Dragon’s Dogma’s creative breakthrough—as a series, since much of what the sequel does was introduced in the 2012 original—is that it conceives of the RPG adventure not as a string of combat encounters or dialogue decisions, but as often arduous traveling through dangerous, unpredictable lands—with all the planning, consequences, and improvisation that entails. This angle is so daring and unusual that Dragon’s Dogma 2, which once again sees you set out as the chosen Arisen on a quest to slay the mighty Dragon (or at least it seems that simple at first), somehow feels unlike anything else that’s been released since the first game.
The loop of the game is in many ways similar to that of other action RPGs. Quests send you out into the wilderness to complete tasks and fight monsters before having you return to town to buy equipment and learn skills. This is a familiar rhythm, but Dragon’s Dogma 2 stretches and contorts it. Simple deliveries and fetch quests require heavy planning before you ever set out. There are camping packs and lantern oil to purchase, as well as decisions to make about your vocation (the game’s version of classes) or those of the three NPC pawns who comprise your adventuring party. It’s also important to consider which of the many possible routes is best to travel, and whether it’s worth shelling out some extra gold to take an oxcart instead (assuming there’s one traveling where you want to go and it isn’t too late in the day to catch one).
Once you finally venture outside the safety of a town’s walls, the world throws enough curveballs your way that you rarely arrive at your destination unscathed. Sometimes you may be tempted by the promise of a treasure chest or the mystery of a cave. But even if you stay diligently on the straight and narrow, massive creatures—maybe a gryphon swooping down from the sky or a cyclops smashing in through foliage—can interrupt you at seemingly any moment.
These have the potential to get you off schedule with lengthy battles that can wear on past sunset into the treacherous dark of night. Even if you flee, you’ll often be forced off your planned route, toward narrower or more circuitous paths. Added up, these diversions, combined with broken bridges, blocked paths, and the occasional yet inevitable mental slip-ups of you or your pawns, turn simple treks into vignettes brimful with emergent excitement and comedy.
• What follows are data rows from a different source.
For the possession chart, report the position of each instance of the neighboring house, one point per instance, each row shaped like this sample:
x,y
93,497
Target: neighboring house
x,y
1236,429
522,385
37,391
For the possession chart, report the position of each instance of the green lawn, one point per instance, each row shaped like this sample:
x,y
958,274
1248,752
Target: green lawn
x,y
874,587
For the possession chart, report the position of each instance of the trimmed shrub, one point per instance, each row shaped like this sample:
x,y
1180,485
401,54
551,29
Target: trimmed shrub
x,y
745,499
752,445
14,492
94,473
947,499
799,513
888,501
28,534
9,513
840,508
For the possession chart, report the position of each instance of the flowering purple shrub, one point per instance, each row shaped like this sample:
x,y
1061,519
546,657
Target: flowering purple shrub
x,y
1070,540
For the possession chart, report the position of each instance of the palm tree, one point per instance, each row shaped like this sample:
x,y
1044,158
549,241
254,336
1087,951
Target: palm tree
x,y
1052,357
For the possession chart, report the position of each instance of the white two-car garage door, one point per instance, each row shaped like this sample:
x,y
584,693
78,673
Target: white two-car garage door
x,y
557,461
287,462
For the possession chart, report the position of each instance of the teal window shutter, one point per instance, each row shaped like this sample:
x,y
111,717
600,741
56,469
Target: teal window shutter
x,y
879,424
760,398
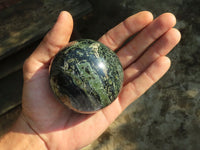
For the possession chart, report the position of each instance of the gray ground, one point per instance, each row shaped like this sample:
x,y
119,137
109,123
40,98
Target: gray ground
x,y
167,117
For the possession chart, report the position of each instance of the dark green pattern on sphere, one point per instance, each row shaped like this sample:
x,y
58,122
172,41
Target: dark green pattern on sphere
x,y
86,76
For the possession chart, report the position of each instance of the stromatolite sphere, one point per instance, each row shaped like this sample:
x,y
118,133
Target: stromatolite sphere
x,y
86,76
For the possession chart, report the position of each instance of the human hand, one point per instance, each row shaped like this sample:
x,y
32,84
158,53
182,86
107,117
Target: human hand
x,y
143,60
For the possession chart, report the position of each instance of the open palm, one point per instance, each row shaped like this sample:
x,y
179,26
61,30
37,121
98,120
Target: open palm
x,y
143,60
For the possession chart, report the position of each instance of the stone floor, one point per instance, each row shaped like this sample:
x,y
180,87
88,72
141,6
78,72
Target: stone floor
x,y
167,117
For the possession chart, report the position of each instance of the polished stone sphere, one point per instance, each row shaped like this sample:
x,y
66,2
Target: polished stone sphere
x,y
86,76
The actual combat that punctuates your winding journeys just ups the unpredictability further. Where Dark Souls and its descendants are all sharpness and patience, and Monster Hunter is all depth and studious fluency, Dragon’s Dogma 2 is barely contained chaos and frantic reaction. Enemies are mean and crafty, often using your surroundings against you. Harpies swarm you atop towers just to pick you up and toss you uncaringly and repeatedly over the edge. Goblins ambush your pawns near the deep rivers that can kill them instantly. Trolls carry healers off just at the moment when you need them. Your spells are huge and your weapon attacks come out quickly and accurately, but since your enemies don’t fight fair, you don’t mind scrapping with every advantage the game’s powerful and wildly varied vocations provide.
Through all the chaos, there’s a disarming playfulness to the game that comes across most clearly in its pawns. These NPC party members, one of which you create and two of which are created (usually with names like Stinkfoot or Buttface) by other players, are an ever-present part of your adventure whose mechanical impact goes far beyond that of most follower characters.
Sometimes in Dragon’s Dogma 2, these members report back from other players’ worlds with the sincerity of a child reporting home from preschool, telling you where they went, what they learned, and whether or not they liked their temporary master. They all carry their weight in combat, sure, but they also lead you to objectives or secrets they may have found while working with other players. And all the while they banter, grumble, and vie for your approval in such a delightfully over-the-top way that it almost doesn’t matter how often they repeat themselves.
Dragon’s Dogma 2 is such a profoundly strange and inventive game at so many turns that its occasional stumbles are largely forgivable. For one, there are a few too many side quests that leave you stuck in town, some of which lean on woefully underbaked stealth sequences. The technical performance is also far from perfect, with unsteady framerates and clear graphical errors popping up frequently. In total, though, these come across as the drawbacks of a game whose reach exceeds its grasp, which is better by far than a game with no reach at all.
This game was reviewed with a physical copy purchased by the reviewer.